Ему было присуще редкостное чувство достоинства, которое он оберегал настолько ревниво, что многие подозревали в нем чрезмерную обидчивость. Он был очень тактичным человеком, но ожидал и соблюдения такта другими, был человеком открытым, но не любил панибратства. Вместе с тем он был добрым и отзывчивым, никогда не выглядел снобом, охотно откликался на любые просьбы и помогал многим. Было, однако, в нем и то, что выделяло даже из среды окружавших его талантливых петербургских интеллектуалов. Он знал все языки культуры и в равной мере мог считаться историком, социологом, философом.
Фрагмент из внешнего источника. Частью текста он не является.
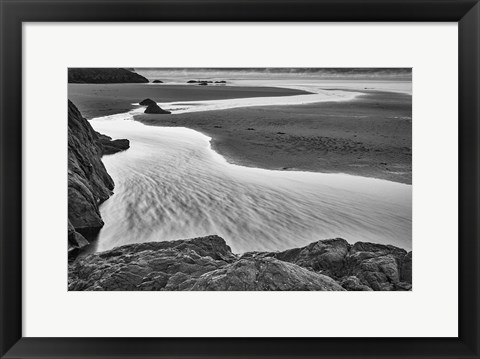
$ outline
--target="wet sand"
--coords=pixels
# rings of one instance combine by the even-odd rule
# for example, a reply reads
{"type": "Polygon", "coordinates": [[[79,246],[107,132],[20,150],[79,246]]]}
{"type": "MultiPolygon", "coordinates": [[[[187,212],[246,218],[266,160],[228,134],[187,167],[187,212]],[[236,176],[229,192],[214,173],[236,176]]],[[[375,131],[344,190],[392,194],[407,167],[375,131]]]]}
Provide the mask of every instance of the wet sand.
{"type": "Polygon", "coordinates": [[[348,102],[139,115],[147,125],[180,126],[212,137],[231,163],[346,173],[412,183],[412,97],[370,92],[348,102]]]}
{"type": "MultiPolygon", "coordinates": [[[[344,90],[345,91],[345,90],[344,90]]],[[[363,90],[346,102],[244,107],[175,115],[139,115],[147,125],[188,127],[212,137],[229,162],[249,167],[346,173],[412,183],[412,96],[363,90]]],[[[69,85],[85,117],[159,102],[305,94],[274,87],[69,85]]]]}
{"type": "Polygon", "coordinates": [[[68,84],[68,98],[87,119],[127,112],[146,98],[156,102],[206,101],[248,97],[293,96],[307,91],[253,86],[68,84]]]}

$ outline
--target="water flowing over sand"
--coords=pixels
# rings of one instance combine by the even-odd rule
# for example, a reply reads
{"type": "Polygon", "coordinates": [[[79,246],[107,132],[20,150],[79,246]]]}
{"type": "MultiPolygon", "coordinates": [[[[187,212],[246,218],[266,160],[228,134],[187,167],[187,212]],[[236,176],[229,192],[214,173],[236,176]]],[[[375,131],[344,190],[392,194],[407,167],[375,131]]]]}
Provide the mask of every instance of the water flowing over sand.
{"type": "Polygon", "coordinates": [[[250,97],[228,100],[165,102],[159,103],[159,106],[165,110],[171,111],[173,114],[179,114],[186,112],[226,110],[238,107],[305,105],[318,102],[348,101],[362,94],[360,92],[353,91],[323,90],[318,87],[308,86],[302,87],[292,85],[289,88],[312,91],[314,93],[279,97],[250,97]]]}
{"type": "Polygon", "coordinates": [[[141,112],[91,121],[95,130],[131,143],[103,157],[115,194],[101,206],[105,226],[92,250],[208,234],[237,253],[332,237],[411,249],[412,186],[233,165],[211,149],[209,137],[133,121],[141,112]]]}

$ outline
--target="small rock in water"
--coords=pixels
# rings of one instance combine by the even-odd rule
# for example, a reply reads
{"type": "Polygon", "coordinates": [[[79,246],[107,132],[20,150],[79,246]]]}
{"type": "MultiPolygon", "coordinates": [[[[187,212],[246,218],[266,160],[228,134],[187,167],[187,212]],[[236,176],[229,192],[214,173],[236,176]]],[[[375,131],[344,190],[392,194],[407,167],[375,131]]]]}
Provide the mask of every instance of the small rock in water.
{"type": "Polygon", "coordinates": [[[148,105],[148,107],[145,109],[144,113],[151,113],[151,114],[161,114],[161,115],[166,115],[170,114],[170,111],[163,110],[158,106],[156,103],[148,105]]]}
{"type": "Polygon", "coordinates": [[[140,102],[140,105],[142,106],[150,106],[150,105],[156,105],[157,103],[149,98],[146,98],[142,102],[140,102]]]}

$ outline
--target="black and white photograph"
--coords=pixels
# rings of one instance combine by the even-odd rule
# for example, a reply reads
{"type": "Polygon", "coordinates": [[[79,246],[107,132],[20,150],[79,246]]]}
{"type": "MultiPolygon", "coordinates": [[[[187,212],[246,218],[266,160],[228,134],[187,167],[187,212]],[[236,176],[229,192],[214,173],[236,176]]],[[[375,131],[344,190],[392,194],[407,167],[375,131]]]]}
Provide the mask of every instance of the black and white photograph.
{"type": "Polygon", "coordinates": [[[68,68],[69,291],[411,291],[412,68],[68,68]]]}

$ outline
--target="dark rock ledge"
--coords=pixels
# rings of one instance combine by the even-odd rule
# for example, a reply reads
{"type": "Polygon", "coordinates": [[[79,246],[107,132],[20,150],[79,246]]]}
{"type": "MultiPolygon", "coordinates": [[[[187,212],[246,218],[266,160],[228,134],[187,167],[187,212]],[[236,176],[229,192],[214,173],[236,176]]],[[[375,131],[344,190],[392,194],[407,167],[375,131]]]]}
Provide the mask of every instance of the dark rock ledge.
{"type": "Polygon", "coordinates": [[[128,140],[112,140],[95,132],[68,101],[68,250],[86,246],[102,228],[99,205],[112,194],[114,183],[101,161],[129,147],[128,140]]]}
{"type": "Polygon", "coordinates": [[[344,239],[233,254],[218,236],[125,245],[69,264],[69,290],[411,290],[412,252],[344,239]]]}

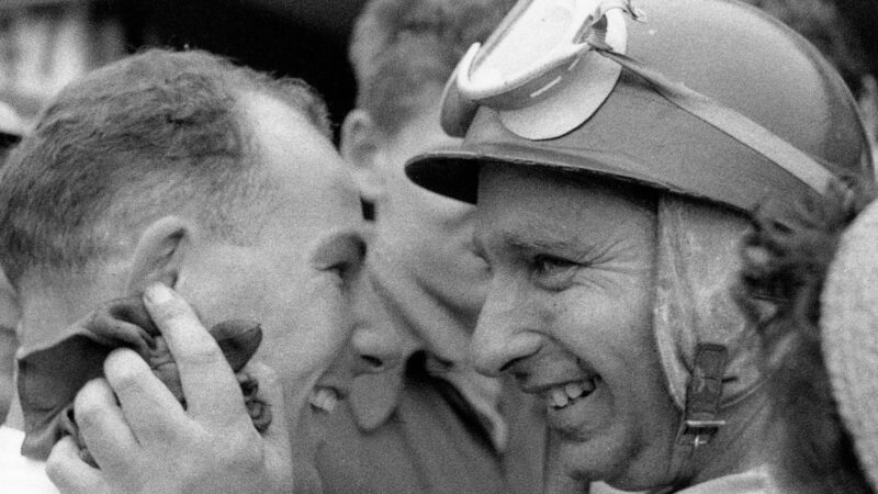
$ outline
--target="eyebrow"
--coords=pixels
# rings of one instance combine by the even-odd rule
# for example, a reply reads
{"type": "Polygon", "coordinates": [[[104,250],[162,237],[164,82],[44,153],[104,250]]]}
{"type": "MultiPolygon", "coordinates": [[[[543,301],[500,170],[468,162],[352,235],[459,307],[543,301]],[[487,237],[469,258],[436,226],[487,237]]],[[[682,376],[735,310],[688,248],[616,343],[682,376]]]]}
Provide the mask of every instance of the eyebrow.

Он был усердным посетителем всевозможных выставок, “хэппенингов” и лекций, обычно посвященных сюжетам, весьма далеким от его профессиональных интересов, был знаком со всеми новинками театра и кино. Он читал на нескольких языках и о чем только не читал — об Андре Жиде и структуралистах, Э. Гуссерле и философии языка, о новейших течениях в исторической антропологии и немецких мыслителях. Говоря о книгах, может быть, и чрезмерно подробно, он никогда не допускал трафаретных реплик и не заимствовал чужих оценок, хотя и учитывал их: прочитанное становилось для него пережитым.